Age-dependent responsiveness of human female bone cells to vitamin D analog and PTH

• Published in: Journal of endocrinological investigation Vol. 36; no. 2; pp. 118 - 122
• Main Authors: Somjen, D., Katzburg, S., Kaye, A. M., Posner, G. H.
• Format: Journal Article
• Language: English
• Published: Cham Springer International Publishing 01.02.2013
• Subjects: Age Factors; Aging - drug effects; Aging - metabolism; Aging - physiology; Cells, Cultured; Endocrinology; Female; Humans; Medicine; Medicine & Public Health; Metabolic Diseases; Original Articles; Osteoblasts - drug effects; Osteoblasts - physiology; Parathyroid Hormone - physiology; Postmenopause - drug effects; Postmenopause - metabolism; Postmenopause - physiology; Premenopause - drug effects; Premenopause - metabolism; Premenopause - physiology; Receptors, Estrogen - biosynthesis; Vitamin D - analogs & derivatives; DNA synthesis; osteoblasts; JKF; Creatine kinase; PTH
• ISSN: 0391-4097; 1720-8386
• DOI: 10.1007/BF03346746

Vitamin D less-calcemic analog JKF 1624 F 2 -2 (JKF) and PTH 1–34 stimulate in human female cultured osteoblasts (Ob) DNA synthesis (DNA), creatine kinase specific activity (CK), 1α, 25 vitamin D hydroxylase mRNA (1 OHase) expression and 1, 25(OH) 2 D 3 (1, 25) production, estrogen receptors (ER) mRNA expression and intracellular and membranal estrogen binding.

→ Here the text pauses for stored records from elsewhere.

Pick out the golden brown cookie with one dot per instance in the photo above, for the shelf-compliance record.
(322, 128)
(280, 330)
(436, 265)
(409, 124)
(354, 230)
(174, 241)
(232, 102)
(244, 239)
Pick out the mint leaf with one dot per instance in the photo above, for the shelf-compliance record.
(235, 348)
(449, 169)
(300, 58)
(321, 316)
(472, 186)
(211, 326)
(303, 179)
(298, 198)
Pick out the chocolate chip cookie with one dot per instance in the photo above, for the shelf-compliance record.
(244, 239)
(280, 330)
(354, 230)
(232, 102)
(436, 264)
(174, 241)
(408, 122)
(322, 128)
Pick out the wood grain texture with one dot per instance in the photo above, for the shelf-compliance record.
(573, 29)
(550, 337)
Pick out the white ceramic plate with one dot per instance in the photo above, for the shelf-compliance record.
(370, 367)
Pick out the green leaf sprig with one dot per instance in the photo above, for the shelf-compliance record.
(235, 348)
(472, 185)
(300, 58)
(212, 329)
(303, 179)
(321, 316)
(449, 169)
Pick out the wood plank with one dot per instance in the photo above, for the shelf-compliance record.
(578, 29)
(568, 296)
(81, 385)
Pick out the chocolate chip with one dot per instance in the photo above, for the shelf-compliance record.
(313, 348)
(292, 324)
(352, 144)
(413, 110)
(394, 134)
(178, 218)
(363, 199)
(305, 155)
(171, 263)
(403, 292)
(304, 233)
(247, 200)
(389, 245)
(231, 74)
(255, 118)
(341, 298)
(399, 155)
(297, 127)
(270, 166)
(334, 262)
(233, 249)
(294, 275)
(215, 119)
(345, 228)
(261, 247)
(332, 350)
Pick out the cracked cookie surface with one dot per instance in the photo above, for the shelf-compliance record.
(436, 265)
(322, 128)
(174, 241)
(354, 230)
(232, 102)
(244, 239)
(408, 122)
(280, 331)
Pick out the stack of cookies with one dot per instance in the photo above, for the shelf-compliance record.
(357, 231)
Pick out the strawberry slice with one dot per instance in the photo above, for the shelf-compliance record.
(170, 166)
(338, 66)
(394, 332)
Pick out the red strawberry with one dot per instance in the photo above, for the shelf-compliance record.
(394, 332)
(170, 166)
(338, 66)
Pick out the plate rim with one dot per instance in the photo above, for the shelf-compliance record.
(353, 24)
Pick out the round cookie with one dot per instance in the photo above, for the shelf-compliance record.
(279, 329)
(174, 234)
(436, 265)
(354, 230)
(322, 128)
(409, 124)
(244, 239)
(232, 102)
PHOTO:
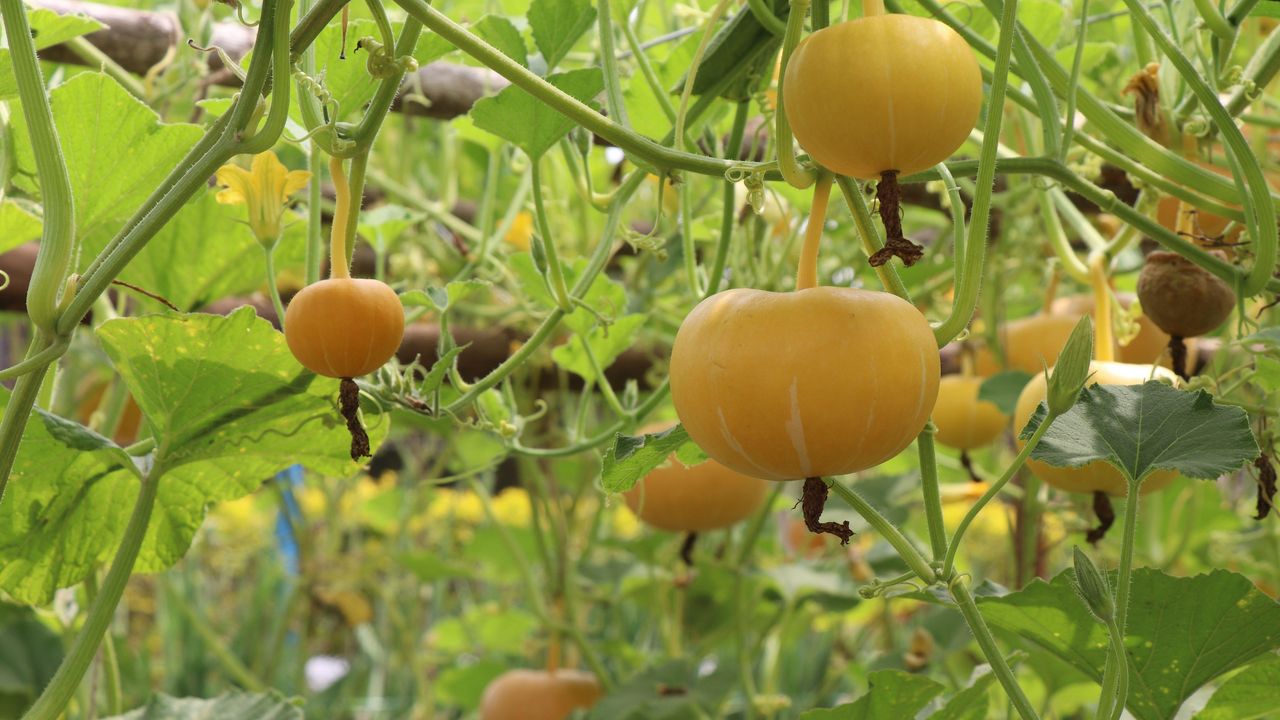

In the present study, cultured Ob from different ages were subjected to hormonal stimulations and analyzed for different parameters. We found: 1) ERα expression is higher and ERβ expression is lower in pre-menopausal Ob (prOb), with similar intracellular and membranal binding. 2) JKF and PTH up-regulated ERα and JKF down-regulated ERβ in both Ob, while PTH stimulated it in post-(poOb) and inhibited it in prOb. 3) There is higher expression of 1OHase mRNA in prOb, but 1, 25 production is similar. Both parameters were hormonally stimulated to higher extent in prOb. 4) Ob express 12 and 15 lipoxygenase (LO) mRNA and produce 12- and 15-hydroxyeicosatetraenoic acid (H). 12LO expression is higher and 15LO is lower in prOb, while 12H is higher in prOb and 15H is similar in both. JKF inhibited 12LO expression in prOb and stimulated in poOb, whereas PTH stimulated it to higher extent in prOb. JKF stimulated and PTH inhibited 15LO expression in both; 12 and 15H were stimulated by both hormones in both Ob. 5. PTH and JKF stimulated DNA and CK in both Ob. In conclusion Ob demonstrate some age-dependent response to calciotrophic hormones, but the mechanism and beneficial outcome for human is unclear.